Today I do something new. Which I don’t want to do. But I also get to experience His peace and strength in the face of my anxiety and weakness in a new way. And that doesn’t sound so bad.

Today I find out if the cancer has spread to my lymph nodes. Please be praying it has not. And in a few days I find out if I am having chemo. Please be praying for the doctors who will be deciding.

This is the day that the Lord has made; let us rejoice and be glad in it.”

As I was waiting for the anesthesia to kick in, I was reciting Psalm 23 to myself. The Lord is my Shepherd, I shall not want. He makes me lie down in green pastures…

And then I woke up.
And as the bright lights were seeping through my drowsy eyelids and I was numb from neck to hips, I heard a voice say, “It did spread to your lymph node.” My surgeon left to go get my family and I was left realizing reality was in opposition to my desire.

Anger and tears consumed me in an instant. Waves of emotion, partially due to the anesthesia and partially due to months of hope unrealized, crashed into me. And in those waves, I became swallowed by the whale. The next three days were dark inside that whale. I felt like I had been placed in solitary confinement. How could I have asked for protection and not been given it? How could that have been what was right and good? I was being met with some of the most raw emotion I had ever felt towards the Lord and it wasn’t going away by itself.

It was on the third day that my mom came over to help me eat breakfast and take care of my surgical drains that I decided to come face to face with that raw emotion - face to face with my Lord. I asked my mom to leave me alone for awhile and I laid in bed, mad and in pain - both physical and emotional. I told God that I felt let down and that I didn’t even want to talk to Him. But I told Him, with tears silently trickling down my face, that I couldn’t imagine not talking to Him, so something had to change.
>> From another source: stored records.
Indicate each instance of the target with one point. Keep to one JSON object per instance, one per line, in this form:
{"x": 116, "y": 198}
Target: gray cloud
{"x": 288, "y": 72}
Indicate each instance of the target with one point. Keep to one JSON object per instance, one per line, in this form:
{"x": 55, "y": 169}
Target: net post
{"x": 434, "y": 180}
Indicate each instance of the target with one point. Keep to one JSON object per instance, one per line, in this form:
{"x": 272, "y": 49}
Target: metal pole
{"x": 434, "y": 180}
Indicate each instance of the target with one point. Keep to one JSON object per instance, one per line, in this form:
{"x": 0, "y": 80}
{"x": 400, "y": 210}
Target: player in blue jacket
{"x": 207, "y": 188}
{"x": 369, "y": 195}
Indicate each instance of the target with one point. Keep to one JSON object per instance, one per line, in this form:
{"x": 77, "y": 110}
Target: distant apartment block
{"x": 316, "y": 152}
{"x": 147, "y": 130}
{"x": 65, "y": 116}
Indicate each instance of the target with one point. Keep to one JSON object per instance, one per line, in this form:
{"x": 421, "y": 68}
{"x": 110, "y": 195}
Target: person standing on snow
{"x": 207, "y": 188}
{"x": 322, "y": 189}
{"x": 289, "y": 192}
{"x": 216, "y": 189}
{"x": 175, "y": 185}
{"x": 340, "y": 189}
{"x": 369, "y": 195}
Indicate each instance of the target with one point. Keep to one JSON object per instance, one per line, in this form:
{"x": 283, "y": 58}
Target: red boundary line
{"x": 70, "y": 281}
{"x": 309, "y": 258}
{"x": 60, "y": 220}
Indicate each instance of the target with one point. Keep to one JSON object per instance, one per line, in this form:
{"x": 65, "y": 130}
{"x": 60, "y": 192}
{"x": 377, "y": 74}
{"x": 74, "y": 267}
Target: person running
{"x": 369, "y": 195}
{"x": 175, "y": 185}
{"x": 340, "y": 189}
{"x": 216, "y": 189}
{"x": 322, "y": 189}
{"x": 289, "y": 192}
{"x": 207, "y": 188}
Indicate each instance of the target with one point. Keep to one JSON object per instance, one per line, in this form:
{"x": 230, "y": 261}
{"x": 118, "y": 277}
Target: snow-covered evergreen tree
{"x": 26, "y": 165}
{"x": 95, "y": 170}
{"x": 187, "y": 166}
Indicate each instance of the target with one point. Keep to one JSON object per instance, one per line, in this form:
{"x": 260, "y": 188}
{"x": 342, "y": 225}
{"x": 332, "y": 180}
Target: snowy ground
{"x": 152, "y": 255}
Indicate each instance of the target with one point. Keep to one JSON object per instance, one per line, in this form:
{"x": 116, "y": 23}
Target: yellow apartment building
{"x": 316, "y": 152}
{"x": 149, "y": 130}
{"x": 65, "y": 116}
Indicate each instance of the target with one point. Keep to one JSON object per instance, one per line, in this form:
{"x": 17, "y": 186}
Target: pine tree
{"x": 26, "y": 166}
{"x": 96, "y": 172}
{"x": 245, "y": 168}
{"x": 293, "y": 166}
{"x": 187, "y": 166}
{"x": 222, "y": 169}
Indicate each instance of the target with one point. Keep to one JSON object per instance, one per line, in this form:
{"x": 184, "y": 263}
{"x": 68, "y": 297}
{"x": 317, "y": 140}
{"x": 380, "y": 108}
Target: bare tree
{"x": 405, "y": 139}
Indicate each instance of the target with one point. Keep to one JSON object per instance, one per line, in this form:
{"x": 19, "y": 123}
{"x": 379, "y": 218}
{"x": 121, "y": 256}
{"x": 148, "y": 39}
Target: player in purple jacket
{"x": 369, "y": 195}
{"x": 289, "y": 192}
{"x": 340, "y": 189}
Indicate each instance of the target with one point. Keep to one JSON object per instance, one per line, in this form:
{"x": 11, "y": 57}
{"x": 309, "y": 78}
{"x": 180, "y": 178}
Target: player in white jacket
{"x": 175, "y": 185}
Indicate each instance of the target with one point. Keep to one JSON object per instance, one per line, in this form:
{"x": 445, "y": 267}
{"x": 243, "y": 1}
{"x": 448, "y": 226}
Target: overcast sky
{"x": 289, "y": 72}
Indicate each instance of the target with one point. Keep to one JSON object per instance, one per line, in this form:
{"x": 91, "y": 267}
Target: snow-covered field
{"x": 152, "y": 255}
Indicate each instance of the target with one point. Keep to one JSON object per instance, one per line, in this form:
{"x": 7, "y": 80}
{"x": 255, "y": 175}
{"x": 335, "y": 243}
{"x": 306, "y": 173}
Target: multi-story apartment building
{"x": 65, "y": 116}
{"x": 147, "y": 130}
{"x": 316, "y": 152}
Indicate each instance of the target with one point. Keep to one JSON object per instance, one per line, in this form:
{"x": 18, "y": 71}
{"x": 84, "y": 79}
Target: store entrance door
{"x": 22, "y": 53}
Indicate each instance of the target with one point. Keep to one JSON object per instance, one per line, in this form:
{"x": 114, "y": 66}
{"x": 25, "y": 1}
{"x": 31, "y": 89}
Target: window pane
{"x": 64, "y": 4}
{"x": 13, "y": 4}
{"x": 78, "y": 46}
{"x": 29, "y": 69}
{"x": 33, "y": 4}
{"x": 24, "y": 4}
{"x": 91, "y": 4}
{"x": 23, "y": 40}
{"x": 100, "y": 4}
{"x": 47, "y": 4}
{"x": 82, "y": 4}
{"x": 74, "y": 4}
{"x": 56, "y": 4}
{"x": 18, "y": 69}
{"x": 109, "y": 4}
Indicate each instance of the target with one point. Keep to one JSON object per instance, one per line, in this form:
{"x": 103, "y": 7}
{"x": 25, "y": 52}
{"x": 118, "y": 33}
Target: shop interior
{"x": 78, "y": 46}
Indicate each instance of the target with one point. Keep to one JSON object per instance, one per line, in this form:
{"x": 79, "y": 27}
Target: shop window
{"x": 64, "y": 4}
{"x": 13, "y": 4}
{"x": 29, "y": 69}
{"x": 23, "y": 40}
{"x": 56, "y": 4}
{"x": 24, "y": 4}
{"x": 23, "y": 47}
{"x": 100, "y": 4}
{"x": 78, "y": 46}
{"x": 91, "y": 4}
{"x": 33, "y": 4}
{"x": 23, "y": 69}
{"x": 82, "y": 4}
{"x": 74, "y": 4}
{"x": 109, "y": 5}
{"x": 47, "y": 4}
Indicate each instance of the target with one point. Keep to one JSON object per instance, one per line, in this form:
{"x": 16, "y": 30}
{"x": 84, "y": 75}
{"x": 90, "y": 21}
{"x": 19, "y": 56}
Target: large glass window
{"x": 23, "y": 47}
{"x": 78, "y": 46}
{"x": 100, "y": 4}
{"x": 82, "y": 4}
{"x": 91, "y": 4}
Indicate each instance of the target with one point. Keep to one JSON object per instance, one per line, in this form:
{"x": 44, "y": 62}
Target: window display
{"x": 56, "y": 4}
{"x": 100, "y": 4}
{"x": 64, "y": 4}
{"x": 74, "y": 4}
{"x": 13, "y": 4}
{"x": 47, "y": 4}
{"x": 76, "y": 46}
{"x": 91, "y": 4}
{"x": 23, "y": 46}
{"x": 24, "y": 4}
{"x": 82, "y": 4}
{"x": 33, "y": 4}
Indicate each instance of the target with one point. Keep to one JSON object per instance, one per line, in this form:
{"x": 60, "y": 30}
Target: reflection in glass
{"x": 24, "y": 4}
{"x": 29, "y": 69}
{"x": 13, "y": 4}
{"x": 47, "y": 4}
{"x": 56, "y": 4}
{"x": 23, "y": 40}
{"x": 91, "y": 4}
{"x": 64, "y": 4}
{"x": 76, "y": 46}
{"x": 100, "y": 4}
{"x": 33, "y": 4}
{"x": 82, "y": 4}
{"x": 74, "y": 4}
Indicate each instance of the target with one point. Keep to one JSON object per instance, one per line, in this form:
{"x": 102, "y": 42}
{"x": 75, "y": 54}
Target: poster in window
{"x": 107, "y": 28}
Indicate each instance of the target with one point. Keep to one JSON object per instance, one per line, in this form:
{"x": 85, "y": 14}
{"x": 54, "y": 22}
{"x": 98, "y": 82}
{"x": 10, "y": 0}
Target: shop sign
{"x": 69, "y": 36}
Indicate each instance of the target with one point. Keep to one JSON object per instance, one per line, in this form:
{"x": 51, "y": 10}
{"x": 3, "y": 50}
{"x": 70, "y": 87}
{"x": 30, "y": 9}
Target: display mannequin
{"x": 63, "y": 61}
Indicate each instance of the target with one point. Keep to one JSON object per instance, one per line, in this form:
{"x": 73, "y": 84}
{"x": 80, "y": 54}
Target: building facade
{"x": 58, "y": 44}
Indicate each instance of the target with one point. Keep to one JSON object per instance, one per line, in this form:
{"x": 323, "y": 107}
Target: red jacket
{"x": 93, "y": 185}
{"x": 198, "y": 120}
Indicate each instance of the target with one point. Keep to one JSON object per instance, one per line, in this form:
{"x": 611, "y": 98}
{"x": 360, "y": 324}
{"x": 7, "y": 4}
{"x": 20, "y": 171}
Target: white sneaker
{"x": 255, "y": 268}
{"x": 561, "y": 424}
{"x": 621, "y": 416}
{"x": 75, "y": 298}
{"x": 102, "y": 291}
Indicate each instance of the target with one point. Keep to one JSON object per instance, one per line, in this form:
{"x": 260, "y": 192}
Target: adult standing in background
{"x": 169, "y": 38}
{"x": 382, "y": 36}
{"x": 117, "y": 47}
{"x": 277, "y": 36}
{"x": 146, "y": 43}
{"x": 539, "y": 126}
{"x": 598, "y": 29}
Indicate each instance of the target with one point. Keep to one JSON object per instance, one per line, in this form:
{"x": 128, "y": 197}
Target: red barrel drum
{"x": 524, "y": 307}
And then a picture popped into my head. It was a picture of Jesus in the garden speaking words of submission that echo throughout all of history.

Not my will,
but Yours be done.

He revealed to me, in a moment of deep personal disappointment, that He too had been told no. He asked for the cup of his death and suffering to be passed from Him and He was told no. So I began to cling to those those seven words as one of the only sensical things in a chaotic world full of prayers that aren’t answered how I think they should be, a body that isn’t healthy the way I want it to be, and a future that can’t be counted on the way I always thought it could be.

Not my will,
but Yours be done.

I felt such a burden lift and such a light shine when I thought of Him there in the garden. It doesn’t necessarily make sense that because He asked for a hard situation to be removed from Him and was told no, that I should have felt better about my own hard situation not being removed - and yet that was the exact result. I no longer felt like I was in solitary confinement because He was there too.

I love that Jesus asked for the cup to be removed from Him. Deep in my spirit I actually love the fact that it is recorded for eyes to see and hearts to recognize. He asked! And was told no! And ultimately that “no” worked for the greatest good.

I have not felt so freed by scripture since I was a child and first realized my debts were permanently paid if I chose to believe and follow a beautiful man. It’s freeing because while He was God incarnate and knew the events to soon follow, He was also fully man with instincts and emotions. He didn’t want to experience pain and sorrow, so He asked not to - what freedom! And yet, He displays the greatest act of trust and submission. With my received “no”, I was in good company as I closed my eyes to execute my trust fall into the arms of the Father.

My “no” resulted in 18 weeks of chemo, 5 weeks of radiation, 9 more months of infusions, and ongoing side effects. And yet, in some way I do not yet see, this cup of suffering has also brought a sifting that reveals what I never could have on my own. An outcome surely not foreseen by the enemy - just as the enemy could have never foreseen that the cancer in my lymph node would bring me closer to my King.